Darius moved before the pieces hit the floor.

The priestess was unconscious before her lips could finish the word "forgive."

They didn't kill her.

They didn't need to.

They took everything—blueprints, sample rounds, ledgers hidden under floor tiles, crates of shipping seals marked with noble names, and a mirror encoded with transaction logs signed by Legrain himself.

By the time the sun rose, the warehouse was burning.

Not from a bomb.

From a memory wipe.

Special Vault fire that ate only paper and ink, blessed with obfuscation glyphs, so anyone trying to investigate would find nothing but char and questions.

Kaito stood on the rooftop watching the smoke.

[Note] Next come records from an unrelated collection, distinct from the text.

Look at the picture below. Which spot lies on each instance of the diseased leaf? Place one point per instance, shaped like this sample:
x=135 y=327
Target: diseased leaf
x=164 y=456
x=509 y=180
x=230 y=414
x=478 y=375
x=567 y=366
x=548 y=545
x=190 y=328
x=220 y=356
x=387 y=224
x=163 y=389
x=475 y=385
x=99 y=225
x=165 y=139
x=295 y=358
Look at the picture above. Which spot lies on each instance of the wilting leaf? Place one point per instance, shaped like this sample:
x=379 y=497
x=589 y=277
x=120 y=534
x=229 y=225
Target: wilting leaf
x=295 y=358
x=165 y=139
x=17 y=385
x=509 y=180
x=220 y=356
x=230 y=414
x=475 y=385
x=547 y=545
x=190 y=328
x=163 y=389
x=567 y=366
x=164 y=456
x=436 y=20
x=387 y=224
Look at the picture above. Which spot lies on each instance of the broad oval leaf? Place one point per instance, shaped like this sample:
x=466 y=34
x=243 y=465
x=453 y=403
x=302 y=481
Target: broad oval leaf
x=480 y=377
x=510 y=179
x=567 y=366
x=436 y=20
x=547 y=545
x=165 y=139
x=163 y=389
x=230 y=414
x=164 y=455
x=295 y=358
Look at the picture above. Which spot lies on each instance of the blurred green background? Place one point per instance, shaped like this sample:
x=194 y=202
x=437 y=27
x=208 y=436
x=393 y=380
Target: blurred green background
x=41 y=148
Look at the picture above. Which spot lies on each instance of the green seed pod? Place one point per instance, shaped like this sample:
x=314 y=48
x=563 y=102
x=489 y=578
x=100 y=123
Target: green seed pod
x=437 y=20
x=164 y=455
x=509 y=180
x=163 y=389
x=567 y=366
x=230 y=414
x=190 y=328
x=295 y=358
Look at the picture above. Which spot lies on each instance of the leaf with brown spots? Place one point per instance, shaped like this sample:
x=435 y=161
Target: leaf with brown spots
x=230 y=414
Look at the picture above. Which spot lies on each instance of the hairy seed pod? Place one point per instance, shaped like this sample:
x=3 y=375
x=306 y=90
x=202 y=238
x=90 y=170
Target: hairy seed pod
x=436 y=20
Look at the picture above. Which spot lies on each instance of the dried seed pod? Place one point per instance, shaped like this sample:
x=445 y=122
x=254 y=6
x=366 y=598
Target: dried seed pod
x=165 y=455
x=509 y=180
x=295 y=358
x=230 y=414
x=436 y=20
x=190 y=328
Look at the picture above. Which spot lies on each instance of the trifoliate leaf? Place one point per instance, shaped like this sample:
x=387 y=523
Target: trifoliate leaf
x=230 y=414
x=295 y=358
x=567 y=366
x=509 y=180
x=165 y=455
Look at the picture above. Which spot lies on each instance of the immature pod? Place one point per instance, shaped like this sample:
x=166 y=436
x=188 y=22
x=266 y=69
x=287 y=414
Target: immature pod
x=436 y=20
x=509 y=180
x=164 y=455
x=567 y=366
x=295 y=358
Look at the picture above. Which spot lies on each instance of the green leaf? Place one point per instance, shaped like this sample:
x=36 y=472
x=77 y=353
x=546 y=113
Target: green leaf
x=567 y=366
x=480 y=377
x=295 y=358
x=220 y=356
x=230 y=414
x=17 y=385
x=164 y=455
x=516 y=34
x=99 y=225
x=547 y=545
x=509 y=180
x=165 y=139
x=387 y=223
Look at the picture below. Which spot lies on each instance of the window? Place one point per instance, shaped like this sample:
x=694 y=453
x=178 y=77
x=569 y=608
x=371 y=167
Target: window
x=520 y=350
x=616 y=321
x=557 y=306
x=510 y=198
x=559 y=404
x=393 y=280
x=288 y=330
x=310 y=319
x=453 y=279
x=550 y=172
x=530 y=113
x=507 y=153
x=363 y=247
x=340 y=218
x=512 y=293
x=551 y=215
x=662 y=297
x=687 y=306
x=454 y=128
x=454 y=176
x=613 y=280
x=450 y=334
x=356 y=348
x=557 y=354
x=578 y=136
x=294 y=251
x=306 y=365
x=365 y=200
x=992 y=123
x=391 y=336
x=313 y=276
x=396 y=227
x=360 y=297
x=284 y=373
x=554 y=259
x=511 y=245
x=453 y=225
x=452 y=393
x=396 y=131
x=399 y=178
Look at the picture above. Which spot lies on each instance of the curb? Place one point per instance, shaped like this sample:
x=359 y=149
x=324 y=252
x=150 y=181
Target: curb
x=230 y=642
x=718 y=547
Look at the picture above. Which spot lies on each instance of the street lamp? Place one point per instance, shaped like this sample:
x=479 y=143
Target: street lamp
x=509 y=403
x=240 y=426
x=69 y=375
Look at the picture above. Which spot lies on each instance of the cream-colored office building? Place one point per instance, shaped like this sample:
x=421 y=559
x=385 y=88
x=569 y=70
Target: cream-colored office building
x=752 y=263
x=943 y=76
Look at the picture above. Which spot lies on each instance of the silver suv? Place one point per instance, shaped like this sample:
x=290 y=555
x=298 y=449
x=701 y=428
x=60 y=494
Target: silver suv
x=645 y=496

Lilyeth passed him a small case.

Inside—one of the fake bullets.

He held it up to the light.

Then dropped it into his pocket.

"You're keeping it?" she asked.

"No," he said, "I'm planting it."

She raised an eyebrow.

"In whose pocket?"

He turned his eyes toward the noble quarter.

Toward Legrain's estate.

Then further.

Toward the Church's east wing.

"I'll decide that tomorrow," Kaito said, "Right now, I want him to panic. I want him to think the Vault isn't angry."

"What then?"

"I want him to think we're disappointed."